Qualcomm (NASDAQ:QCOM), Huawei Wireless, Cisco, Aruba, Broadcom and Quantenna are just a few of the companies throwing their support behind the next wave in Wi-Fi, appropriately called "Wave 2" features that more efficiently handle high-bandwidth applications.

The Wi-Fi Alliance this week announced its expanded W-Fi Certified ac to include new features that provide a better experience. The first Wi-Fi Certified ac products to support new features and which comprise the test bed for interoperability certification are the Broadcom BCM94790R4366AC; the Marvell Avastar A88W8964; MediaTek MT7615 AP Reference Design and MT6632 STA Reference Design; Qualcomm IPQ8065 802.11ac 4-stream Dual-band, Dual-concurrent router; and the Quantenna QSR1000 4x4 802.11ac Wave 2 Chipset Family.

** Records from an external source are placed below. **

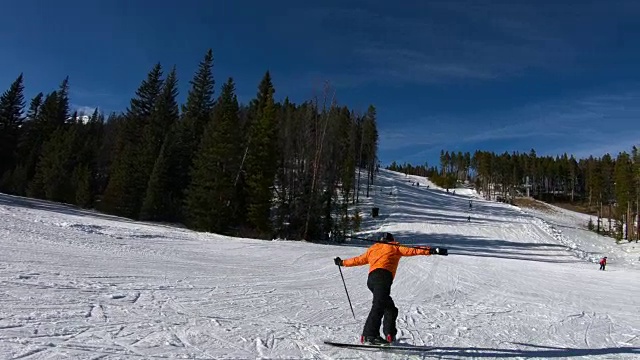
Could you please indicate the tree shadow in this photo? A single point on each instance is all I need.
(66, 209)
(538, 351)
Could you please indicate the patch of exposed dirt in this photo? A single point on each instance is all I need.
(533, 204)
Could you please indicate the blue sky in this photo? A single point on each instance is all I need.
(460, 75)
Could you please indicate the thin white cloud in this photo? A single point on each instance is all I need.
(592, 125)
(84, 110)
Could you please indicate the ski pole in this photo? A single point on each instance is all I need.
(345, 290)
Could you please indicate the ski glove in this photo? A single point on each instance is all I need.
(438, 251)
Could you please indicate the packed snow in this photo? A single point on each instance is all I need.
(518, 283)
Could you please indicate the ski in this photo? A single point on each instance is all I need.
(380, 347)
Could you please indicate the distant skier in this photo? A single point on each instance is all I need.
(383, 259)
(603, 263)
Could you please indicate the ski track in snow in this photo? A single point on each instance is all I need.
(518, 284)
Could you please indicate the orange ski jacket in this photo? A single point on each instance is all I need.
(385, 256)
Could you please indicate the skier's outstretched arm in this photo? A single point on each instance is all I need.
(423, 250)
(354, 261)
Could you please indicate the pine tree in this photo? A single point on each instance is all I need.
(11, 119)
(211, 195)
(624, 187)
(171, 173)
(261, 157)
(155, 167)
(127, 184)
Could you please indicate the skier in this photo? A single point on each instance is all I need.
(603, 263)
(383, 261)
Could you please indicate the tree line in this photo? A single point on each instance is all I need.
(606, 186)
(265, 169)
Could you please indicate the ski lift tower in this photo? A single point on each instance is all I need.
(527, 186)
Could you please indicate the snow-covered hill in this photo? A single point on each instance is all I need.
(518, 284)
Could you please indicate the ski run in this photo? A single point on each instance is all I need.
(518, 283)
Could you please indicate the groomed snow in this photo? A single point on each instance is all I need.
(518, 284)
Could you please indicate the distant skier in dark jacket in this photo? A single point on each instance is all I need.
(383, 259)
(603, 263)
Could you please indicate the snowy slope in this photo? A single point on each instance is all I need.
(78, 284)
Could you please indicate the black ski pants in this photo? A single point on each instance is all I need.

The new features in 802.11ac Wave 2 should provide operators and their end users with big improvements in the user experience. One of the most talked about features – multi-user multiple input multiple output (MU-MIMO) – allows more devices to operate simultaneously on the same network. The ability for a single access point to send data to two, three or four client devices simultaneously is significant, according to Kevin Robinson, director of marketing for the Wi-Fi Alliance.

Other newly introduced features include 160 GHz channels, which doubles the speed from the previously supported 80 MHz channels, and expanded spatial streams, going from three spatial streams to four spatial streams, he said.  

Extended 5 GHz channel support is another new feature, Robinson added. Wi-Fi Certified ac encourages device support for a greater number of available channels in 5 GHz.

The full set of new features are capable of achieving up to three times the speed of devices supporting the original Wi-Fi Certified ac features.

Typically, you'll see a number of devices or silicon support for these features ahead of Wi-Fi Alliance certification, but the introduction of a Wi-Fi Certification program should spur more mass market adoption of these features.  

Qualcomm is a big proponent of 802.11ac Wave 2, having shipped products since early last year to the standard and it's been talking about MU-MIMO for the past 12-18 months. "Right now, we have over 100 commercial devices in the market that have 802.11ac Wave 2 in it, and so we're very excited that the Wi-Fi Alliance certification is ready now," said Mark Grodzinsky, senior director, product management, at Qualcomm. "That can only help drive an even larger uptick in the market that we're already seeing."

While some customers launched products early, the Wi-Fi Alliance certification is a prerequisite for many customers, he told FierceWirelessTech. Products already out there shipping in the market run the gamut from retail access points and carrier gateways to enterprise access points, PCs, tablets and mobile phones.  

Interestingly, despite Qualcomm's more recent run-ins with the Wi-Fi Alliance over LTE-U, Qualcomm has received the "Outstanding Leadership & Contribution Award" from the Wi-Fi Alliance four of the last five years. (The 2015 award was announced early this year.) Qualcomm has been active in the alliance since its inception, and "there's more things that we work together on and agree on than we don't. It doesn't mean we're going to agree on every topic, but when it comes to leadership in the Wi-Fi space … you'll find Qualcomm actively participating and leading many of the efforts," he said.

The alliance runs more than a dozen labs globally for interoperability testing.